Unpopular opinion: I think requiring adults to attend church membership classes before they are allowed to join is antithetical to the Gospel. Fortunately, I have always worked in churches that supported my position and I have been able to invite and receive people into the life of the church without requiring the typical four-to-six week indoctrination class.

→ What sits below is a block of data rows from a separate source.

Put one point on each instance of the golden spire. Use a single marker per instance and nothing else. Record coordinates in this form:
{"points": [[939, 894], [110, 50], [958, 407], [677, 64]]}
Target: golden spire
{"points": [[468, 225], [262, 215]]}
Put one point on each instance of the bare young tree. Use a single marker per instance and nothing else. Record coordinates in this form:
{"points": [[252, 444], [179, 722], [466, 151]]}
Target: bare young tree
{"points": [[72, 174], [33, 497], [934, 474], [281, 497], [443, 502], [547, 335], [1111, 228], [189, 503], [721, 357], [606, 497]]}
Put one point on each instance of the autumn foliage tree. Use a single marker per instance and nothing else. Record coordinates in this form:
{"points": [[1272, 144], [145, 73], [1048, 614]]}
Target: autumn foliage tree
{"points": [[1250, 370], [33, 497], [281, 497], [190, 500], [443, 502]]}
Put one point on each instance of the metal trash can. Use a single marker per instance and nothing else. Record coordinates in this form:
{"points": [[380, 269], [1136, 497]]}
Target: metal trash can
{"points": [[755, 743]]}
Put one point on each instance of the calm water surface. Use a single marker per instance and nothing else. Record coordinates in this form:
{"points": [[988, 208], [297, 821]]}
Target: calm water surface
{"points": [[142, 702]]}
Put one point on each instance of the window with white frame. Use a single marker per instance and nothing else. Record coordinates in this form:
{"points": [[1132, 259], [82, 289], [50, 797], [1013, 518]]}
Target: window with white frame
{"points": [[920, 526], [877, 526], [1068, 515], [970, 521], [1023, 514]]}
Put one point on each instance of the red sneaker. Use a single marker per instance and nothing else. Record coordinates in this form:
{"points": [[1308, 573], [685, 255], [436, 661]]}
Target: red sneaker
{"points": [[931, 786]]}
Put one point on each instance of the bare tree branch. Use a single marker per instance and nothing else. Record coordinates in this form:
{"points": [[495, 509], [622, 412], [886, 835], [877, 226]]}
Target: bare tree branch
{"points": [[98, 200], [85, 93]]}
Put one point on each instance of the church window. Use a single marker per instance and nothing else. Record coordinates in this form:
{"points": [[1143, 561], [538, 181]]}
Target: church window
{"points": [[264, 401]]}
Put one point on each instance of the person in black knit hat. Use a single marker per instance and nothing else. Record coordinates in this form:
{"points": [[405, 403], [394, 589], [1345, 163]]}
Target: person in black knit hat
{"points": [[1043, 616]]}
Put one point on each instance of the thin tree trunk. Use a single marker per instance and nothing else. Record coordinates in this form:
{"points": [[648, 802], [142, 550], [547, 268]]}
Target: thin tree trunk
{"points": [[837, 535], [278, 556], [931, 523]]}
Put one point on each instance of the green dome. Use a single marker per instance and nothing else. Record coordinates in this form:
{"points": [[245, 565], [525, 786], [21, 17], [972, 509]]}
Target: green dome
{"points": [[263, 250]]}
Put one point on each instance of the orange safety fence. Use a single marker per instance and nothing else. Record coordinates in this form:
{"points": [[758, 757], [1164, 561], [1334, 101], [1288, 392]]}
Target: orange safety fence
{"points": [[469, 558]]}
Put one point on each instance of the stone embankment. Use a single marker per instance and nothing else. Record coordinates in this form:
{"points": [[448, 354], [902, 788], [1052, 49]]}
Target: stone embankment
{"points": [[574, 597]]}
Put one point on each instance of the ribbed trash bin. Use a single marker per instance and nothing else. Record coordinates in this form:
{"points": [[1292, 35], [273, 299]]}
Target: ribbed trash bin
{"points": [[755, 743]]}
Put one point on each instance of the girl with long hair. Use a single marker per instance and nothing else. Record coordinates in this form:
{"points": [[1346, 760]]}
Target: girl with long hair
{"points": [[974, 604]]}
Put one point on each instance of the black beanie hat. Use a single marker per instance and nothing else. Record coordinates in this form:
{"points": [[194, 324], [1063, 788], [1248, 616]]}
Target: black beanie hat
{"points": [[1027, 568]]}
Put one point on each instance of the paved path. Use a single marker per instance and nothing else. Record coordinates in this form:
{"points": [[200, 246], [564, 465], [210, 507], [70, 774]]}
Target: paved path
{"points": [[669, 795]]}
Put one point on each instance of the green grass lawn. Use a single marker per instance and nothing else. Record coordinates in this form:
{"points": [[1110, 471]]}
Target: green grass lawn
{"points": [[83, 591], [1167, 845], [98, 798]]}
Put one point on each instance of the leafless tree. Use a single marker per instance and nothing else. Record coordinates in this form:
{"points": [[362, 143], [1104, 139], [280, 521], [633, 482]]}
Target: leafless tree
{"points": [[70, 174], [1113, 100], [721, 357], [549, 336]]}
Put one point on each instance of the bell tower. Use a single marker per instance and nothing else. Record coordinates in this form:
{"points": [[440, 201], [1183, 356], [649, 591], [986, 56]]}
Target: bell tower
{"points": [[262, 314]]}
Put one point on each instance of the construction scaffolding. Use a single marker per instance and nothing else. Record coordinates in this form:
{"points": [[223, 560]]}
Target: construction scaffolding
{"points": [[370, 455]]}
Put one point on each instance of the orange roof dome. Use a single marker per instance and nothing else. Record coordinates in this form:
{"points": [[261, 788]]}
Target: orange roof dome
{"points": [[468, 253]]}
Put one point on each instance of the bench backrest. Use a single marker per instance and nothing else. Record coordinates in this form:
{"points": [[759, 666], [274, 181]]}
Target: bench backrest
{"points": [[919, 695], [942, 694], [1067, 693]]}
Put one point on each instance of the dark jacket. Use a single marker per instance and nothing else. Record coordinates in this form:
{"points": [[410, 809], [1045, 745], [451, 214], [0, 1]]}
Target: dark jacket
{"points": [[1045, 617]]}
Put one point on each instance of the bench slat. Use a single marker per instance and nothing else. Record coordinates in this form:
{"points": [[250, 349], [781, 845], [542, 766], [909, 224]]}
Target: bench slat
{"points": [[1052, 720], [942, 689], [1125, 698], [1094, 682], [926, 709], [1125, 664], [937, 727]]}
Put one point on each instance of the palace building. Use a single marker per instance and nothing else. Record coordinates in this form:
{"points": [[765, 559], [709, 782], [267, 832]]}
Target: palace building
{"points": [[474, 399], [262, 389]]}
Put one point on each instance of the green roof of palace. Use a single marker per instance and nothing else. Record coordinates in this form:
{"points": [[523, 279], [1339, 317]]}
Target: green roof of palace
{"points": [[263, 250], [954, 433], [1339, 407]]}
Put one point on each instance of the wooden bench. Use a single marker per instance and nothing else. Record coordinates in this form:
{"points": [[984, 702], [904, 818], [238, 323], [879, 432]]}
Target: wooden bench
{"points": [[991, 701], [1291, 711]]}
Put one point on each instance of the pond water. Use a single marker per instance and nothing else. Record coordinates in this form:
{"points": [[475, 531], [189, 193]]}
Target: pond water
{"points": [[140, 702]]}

My position is this: Jesus recruited his “membership” with two words: Follow Me. He didn’t require a six-week class, so why should we? Mind you, we have always had an “orientation” meeting, so that new members could be introduced to the aspects of the church. But that is more about me getting to know them than them getting to know the church. We provide new members with literature about the denomination and encourage them to take Bible studies. But in regard to “joining” the church, I believe that if the Holy Spirit has called you to join, the church shouldn’t put a process in the way of the promise.

Today’s lectionary is one of many examples of Jesus inviting someone to simply follow him.

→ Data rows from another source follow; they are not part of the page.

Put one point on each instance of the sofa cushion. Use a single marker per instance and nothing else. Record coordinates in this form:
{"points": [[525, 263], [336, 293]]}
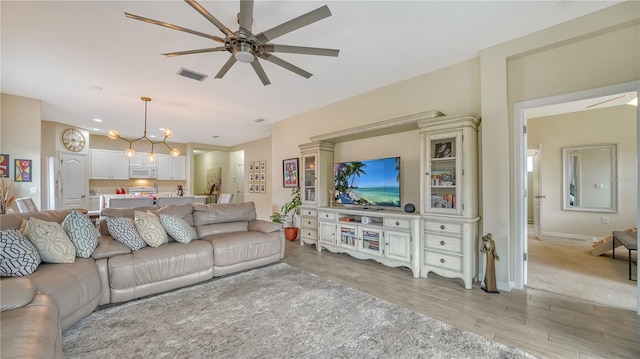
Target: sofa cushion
{"points": [[150, 229], [220, 228], [81, 232], [178, 228], [53, 244], [112, 212], [183, 211], [18, 256], [109, 247], [124, 231], [221, 213]]}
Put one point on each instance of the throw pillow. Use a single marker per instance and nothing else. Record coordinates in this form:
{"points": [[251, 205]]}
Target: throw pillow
{"points": [[81, 232], [53, 244], [18, 256], [178, 228], [150, 229], [124, 231]]}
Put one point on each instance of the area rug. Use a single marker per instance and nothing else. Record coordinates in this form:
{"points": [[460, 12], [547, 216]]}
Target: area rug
{"points": [[567, 267], [277, 311]]}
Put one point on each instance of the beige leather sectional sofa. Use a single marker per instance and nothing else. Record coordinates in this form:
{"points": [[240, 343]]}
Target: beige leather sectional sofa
{"points": [[37, 308]]}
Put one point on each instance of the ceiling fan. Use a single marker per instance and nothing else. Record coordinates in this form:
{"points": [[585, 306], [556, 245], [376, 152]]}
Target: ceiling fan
{"points": [[246, 47]]}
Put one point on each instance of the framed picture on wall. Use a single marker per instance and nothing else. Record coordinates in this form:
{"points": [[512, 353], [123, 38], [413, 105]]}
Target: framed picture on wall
{"points": [[23, 171], [290, 173], [4, 165]]}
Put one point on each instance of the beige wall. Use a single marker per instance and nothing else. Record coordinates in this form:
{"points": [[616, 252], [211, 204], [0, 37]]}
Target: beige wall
{"points": [[260, 150], [578, 55], [453, 89], [603, 126], [20, 139]]}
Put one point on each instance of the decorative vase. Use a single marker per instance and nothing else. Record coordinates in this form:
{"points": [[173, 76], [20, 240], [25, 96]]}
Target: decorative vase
{"points": [[291, 233]]}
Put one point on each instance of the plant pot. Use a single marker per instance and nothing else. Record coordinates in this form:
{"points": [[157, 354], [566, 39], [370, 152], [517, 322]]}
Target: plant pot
{"points": [[291, 233]]}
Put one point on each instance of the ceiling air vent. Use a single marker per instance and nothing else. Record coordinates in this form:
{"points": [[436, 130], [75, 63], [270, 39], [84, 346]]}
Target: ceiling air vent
{"points": [[192, 74]]}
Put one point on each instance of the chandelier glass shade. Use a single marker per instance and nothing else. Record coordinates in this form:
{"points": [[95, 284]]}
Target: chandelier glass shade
{"points": [[130, 152]]}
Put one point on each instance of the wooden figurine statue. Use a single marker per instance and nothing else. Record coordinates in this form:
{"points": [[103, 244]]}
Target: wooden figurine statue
{"points": [[489, 247]]}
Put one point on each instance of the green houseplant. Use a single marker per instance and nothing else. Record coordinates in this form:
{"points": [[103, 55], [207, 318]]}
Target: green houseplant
{"points": [[287, 215]]}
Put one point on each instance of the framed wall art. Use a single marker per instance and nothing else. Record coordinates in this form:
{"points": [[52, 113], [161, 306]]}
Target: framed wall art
{"points": [[290, 173], [23, 171], [4, 165]]}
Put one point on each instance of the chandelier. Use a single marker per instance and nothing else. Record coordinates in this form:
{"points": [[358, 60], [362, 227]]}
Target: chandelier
{"points": [[130, 152]]}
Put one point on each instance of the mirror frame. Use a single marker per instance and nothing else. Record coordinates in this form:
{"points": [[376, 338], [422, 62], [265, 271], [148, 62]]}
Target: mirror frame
{"points": [[613, 176]]}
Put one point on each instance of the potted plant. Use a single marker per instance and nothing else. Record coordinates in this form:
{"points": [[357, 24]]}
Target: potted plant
{"points": [[289, 210]]}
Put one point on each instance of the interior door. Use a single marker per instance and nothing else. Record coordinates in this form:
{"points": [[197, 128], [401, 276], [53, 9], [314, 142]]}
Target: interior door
{"points": [[240, 182], [73, 186], [537, 193]]}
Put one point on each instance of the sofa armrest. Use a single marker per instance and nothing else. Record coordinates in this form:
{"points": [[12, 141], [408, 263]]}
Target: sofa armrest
{"points": [[109, 247], [263, 226], [15, 293]]}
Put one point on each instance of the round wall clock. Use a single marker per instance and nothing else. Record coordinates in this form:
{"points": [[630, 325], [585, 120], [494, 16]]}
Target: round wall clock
{"points": [[73, 140]]}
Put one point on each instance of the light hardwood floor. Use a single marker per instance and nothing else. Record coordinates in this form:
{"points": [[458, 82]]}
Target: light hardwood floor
{"points": [[543, 324]]}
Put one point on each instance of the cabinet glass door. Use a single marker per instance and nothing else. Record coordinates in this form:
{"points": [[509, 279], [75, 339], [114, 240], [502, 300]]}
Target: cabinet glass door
{"points": [[347, 236], [442, 175], [309, 178], [371, 240]]}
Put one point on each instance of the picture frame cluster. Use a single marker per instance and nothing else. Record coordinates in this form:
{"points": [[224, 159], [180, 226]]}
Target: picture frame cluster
{"points": [[258, 177]]}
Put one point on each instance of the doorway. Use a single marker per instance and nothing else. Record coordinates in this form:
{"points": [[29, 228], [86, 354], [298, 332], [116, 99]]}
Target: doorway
{"points": [[521, 204]]}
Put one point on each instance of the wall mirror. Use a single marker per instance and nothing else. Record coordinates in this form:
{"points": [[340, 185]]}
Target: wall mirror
{"points": [[589, 178]]}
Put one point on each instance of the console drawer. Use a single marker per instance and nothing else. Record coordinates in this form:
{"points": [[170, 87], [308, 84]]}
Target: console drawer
{"points": [[308, 212], [442, 260], [443, 227], [397, 223], [309, 222], [437, 241], [309, 233]]}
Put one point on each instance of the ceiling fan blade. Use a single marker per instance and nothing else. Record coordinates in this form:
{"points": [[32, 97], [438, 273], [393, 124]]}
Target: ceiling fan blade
{"points": [[260, 71], [300, 50], [280, 62], [294, 24], [198, 51], [209, 17], [227, 65], [174, 27], [246, 15]]}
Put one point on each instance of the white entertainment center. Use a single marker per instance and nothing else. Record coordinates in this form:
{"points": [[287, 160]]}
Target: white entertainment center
{"points": [[442, 238]]}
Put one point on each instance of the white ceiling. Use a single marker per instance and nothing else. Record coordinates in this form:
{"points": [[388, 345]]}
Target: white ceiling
{"points": [[86, 60]]}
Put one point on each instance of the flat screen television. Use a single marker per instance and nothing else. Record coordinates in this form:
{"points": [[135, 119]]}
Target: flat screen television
{"points": [[369, 183]]}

John 1 (Common English Bible)

43 The next day Jesus wanted to go into Galilee, and he found Philip. Jesus said to him, “Follow me.” 44 Philip was from Bethsaida, the hometown of Andrew and Peter.

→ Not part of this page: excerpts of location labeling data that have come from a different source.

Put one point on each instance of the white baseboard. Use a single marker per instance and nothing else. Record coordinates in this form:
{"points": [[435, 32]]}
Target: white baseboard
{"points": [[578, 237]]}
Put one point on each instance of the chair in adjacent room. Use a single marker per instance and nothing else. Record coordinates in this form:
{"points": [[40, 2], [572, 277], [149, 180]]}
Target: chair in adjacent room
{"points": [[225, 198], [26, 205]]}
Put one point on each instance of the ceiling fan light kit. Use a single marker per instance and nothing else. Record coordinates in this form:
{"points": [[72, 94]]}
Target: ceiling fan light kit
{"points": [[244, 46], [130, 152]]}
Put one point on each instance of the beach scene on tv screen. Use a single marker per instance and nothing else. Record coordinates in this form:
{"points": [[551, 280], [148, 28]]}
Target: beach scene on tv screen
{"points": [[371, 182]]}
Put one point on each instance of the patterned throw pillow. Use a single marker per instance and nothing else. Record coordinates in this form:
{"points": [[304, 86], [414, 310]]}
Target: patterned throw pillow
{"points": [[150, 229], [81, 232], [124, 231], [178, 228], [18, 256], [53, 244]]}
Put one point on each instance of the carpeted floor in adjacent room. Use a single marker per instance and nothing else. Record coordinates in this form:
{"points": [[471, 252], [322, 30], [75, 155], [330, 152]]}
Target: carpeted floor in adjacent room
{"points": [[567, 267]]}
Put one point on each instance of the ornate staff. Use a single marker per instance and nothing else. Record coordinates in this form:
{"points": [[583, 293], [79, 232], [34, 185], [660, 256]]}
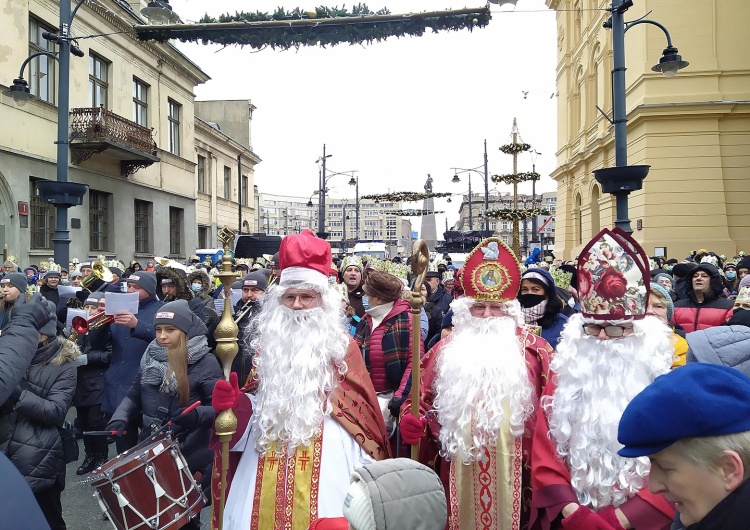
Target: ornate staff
{"points": [[420, 258], [226, 349]]}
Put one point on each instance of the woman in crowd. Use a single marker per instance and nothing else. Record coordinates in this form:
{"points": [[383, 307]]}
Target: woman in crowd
{"points": [[176, 370]]}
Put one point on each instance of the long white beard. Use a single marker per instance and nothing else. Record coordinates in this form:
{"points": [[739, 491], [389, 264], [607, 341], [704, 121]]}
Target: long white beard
{"points": [[300, 361], [482, 367], [595, 382]]}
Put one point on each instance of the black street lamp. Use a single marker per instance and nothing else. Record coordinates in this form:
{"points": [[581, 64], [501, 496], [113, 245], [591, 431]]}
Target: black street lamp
{"points": [[622, 179], [456, 179]]}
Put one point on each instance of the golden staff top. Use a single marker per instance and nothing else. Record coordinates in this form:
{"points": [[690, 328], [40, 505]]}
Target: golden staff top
{"points": [[420, 258], [226, 350]]}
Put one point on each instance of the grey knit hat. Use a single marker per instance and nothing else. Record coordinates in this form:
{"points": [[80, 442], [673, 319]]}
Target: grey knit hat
{"points": [[16, 279]]}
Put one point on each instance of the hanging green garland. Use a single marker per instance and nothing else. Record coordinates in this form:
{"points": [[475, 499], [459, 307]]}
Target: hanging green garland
{"points": [[323, 27], [513, 148], [411, 213], [515, 178], [404, 196], [512, 215]]}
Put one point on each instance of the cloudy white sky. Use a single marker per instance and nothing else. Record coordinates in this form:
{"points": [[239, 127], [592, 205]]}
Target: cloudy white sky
{"points": [[396, 110]]}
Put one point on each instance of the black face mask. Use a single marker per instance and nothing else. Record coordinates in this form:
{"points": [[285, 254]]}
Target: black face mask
{"points": [[530, 300]]}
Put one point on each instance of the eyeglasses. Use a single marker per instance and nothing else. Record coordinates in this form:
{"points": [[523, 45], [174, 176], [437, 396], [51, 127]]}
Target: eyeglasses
{"points": [[480, 308], [611, 331], [305, 299]]}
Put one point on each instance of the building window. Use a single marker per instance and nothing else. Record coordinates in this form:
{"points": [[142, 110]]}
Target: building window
{"points": [[140, 102], [98, 81], [42, 68], [227, 182], [201, 175], [175, 231], [98, 221], [204, 235], [142, 218], [174, 127], [42, 221]]}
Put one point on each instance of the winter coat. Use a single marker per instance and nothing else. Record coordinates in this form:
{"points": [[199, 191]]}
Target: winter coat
{"points": [[18, 343], [727, 345], [28, 426], [713, 311], [144, 398], [128, 346], [97, 347]]}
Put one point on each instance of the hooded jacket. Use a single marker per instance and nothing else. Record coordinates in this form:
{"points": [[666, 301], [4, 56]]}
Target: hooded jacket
{"points": [[692, 315], [28, 425]]}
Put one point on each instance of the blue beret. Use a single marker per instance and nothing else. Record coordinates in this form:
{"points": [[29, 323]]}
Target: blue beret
{"points": [[696, 400]]}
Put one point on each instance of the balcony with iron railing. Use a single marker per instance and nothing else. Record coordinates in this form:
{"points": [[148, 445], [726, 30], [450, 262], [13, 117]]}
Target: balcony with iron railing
{"points": [[99, 131]]}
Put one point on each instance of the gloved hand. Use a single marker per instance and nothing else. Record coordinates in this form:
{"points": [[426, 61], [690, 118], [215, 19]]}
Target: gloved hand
{"points": [[35, 310], [412, 429], [81, 360], [118, 426], [226, 394], [585, 519], [187, 421]]}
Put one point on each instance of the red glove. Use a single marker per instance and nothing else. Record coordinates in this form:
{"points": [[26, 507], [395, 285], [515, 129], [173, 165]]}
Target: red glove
{"points": [[585, 519], [412, 429], [226, 394]]}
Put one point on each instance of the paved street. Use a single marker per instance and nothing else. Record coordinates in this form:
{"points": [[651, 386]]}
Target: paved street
{"points": [[80, 509]]}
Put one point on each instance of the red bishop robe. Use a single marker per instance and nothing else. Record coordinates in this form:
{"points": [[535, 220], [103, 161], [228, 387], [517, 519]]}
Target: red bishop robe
{"points": [[493, 494], [355, 408], [552, 489]]}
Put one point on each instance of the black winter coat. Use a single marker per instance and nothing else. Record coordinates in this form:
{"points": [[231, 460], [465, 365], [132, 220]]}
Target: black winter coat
{"points": [[146, 399], [28, 426], [97, 347]]}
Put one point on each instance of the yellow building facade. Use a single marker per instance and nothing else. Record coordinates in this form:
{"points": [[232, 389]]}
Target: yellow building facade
{"points": [[693, 129]]}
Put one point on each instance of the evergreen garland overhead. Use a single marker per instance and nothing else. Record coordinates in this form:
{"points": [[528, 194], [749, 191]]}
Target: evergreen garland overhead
{"points": [[404, 196], [325, 26]]}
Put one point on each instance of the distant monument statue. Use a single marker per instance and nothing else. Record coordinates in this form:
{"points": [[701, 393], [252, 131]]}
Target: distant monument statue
{"points": [[429, 229]]}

Watch what happens next. Philip was invited to follow Jesus. He immediately turned around and brought someone else in. See how that works?

45 Philip found Nathanael and said to him, “We have found the one Moses wrote about in the Law and the Prophets: Jesus, Joseph’s son, from Nazareth.”

46 Nathanael responded, “Can anything from Nazareth be good?”

Remember that Jesus was rejected in his own hometown. There was a pervasive attitude that Nazareth, a little podunk place, was an unlikely location for God’s son, the King of Israel, to grow up. Kind of like being from New Jersey. (I can say that…I’m from Jersey.)

Philip said, “Come and see.”

47 Jesus saw Nathanael coming toward him and said about him, “Here is a genuine Israelite in whom there is no deceit.”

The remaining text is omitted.